We'd been looking all over for nasturtium seeds or seedlings at places like Good Earth Greenhouse and Empowering Gardens in Forest Park, as well as at the Oak Park Farmers' Market. No luck. Apparently, everyone is planting nasturtiums this year. We'd pretty much given up our hunt for these delicate and colorful flowers.

Then, on a daily hike around Oak Park, we saw in the window of Lickton's bike shop  (310 Lake St.) a sign that announced  "Free nasturtium seeds." We walked in and owner Bob Lickton gladly offered us a bag of nasturtium seeds that he'd collected from his garden.

"I've been working with nasturtiums for three or four years now," Lickton told us. "I collect the seeds at the end of the year so that I can grow flowers indoors throughout the winter. When there's snow on the ground, we still have flowers – we put them in our front window. The flowers don't know what season it is, and we had flowers December through March."

After the first frost, nasturtiums develop seeds; when the seed pods drop off, Lickton collects them. He told us he had about a thousand seeds to give away this year; we got a packet of twenty or so and planted them when we got home. "Just push the seeds into the ground with your finger," Lickton advises. "Cover them up with a little dirt and water them. People say you don't need fertilizer, but we always use a little. They'll blossom in about fourteen days."

So why do we like nasturtiums? Well, they're lovely flowers, of course, but you can also eat them. We enjoy nasturtiums as a garnish or mixed into summer salads; as I find salads generally less than enthralling, I'm always looking for any way to make them more appealing.

On a summer salad of just lettuce and tomatoes, a few nasturtium flowers add visual interest, and we like the way they taste. The flowers and even the leaves have a light peppery tang, somewhat like mustard greens picked early in the season. They add a pleasant floral accent and a whimsical dimension to a bowl of even the most pedestrian vegetables.

We usually grow our own nasturtiums, though in a pinch we've bought small plastic containers of the fresh flowers at places like Whole Foods. They're comparatively expensive, so it's better to grow you own.

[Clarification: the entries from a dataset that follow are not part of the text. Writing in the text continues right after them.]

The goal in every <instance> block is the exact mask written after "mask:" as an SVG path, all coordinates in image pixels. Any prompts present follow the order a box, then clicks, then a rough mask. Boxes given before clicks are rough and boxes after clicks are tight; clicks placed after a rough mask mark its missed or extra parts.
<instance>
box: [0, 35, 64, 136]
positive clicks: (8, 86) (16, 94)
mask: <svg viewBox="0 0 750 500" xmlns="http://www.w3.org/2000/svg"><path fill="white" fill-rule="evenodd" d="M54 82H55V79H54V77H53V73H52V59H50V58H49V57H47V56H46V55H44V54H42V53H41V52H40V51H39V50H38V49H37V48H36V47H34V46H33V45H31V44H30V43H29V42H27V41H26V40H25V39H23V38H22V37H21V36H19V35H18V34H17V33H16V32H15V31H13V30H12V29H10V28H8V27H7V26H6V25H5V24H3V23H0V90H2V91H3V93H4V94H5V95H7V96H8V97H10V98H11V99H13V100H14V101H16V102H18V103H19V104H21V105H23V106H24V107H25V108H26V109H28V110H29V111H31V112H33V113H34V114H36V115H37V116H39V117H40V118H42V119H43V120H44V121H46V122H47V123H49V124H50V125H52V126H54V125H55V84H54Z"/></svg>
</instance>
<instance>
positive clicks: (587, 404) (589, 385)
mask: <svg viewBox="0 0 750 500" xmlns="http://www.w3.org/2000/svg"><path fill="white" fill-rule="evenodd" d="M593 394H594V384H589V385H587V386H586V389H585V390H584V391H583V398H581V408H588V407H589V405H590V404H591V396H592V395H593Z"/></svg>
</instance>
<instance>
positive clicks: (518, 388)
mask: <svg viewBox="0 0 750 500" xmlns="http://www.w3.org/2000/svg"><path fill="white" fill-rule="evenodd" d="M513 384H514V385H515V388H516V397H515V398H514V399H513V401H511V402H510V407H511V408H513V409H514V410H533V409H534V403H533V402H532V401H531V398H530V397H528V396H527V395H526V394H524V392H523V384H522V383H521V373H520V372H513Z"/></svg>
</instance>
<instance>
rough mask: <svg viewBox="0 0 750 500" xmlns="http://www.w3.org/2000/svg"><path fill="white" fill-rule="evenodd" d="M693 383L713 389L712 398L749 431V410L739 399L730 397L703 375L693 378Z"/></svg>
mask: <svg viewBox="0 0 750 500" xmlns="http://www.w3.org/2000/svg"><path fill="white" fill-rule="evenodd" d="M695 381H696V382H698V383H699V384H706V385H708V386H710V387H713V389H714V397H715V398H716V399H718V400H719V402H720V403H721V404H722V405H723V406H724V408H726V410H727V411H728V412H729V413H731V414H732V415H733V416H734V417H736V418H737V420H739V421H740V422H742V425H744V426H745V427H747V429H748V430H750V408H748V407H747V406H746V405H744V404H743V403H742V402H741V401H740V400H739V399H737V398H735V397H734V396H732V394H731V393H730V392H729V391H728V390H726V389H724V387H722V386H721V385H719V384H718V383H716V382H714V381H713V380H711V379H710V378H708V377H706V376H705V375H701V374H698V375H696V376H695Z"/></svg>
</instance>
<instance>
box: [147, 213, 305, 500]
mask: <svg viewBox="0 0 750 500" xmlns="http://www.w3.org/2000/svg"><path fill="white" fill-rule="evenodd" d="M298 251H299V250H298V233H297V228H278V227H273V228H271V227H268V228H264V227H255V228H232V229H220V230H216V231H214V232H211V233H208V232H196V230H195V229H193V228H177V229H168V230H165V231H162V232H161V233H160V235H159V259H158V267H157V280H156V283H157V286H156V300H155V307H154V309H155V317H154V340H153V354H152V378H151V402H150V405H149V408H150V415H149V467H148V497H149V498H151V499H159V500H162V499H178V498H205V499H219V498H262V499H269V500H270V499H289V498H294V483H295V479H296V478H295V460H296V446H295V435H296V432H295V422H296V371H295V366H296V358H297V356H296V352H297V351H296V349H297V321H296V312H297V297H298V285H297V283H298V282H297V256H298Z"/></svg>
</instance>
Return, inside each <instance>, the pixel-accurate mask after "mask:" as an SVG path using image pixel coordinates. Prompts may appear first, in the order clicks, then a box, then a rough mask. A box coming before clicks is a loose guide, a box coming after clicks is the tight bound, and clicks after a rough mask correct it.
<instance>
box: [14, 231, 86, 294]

When making a salad with nasturtiums, we recommend a vinaigrette, something light and clean tasting, rather than a dollop of, say, ranch or blue cheese dressing. You want to be able to see and savor the flowers. And when adding the flowers, just a few sprinkled on top, along with some chopped nasturtium leaves, is all you need (the leaves are intense, so go lightly with those).

When the frost hits and you have seed pods to harvest, you can hold onto the seeds as Lickton does or store them in vinegar; the seeds can then be used throughout the winter as a type of caper that you can use on deviled eggs…or in a salad.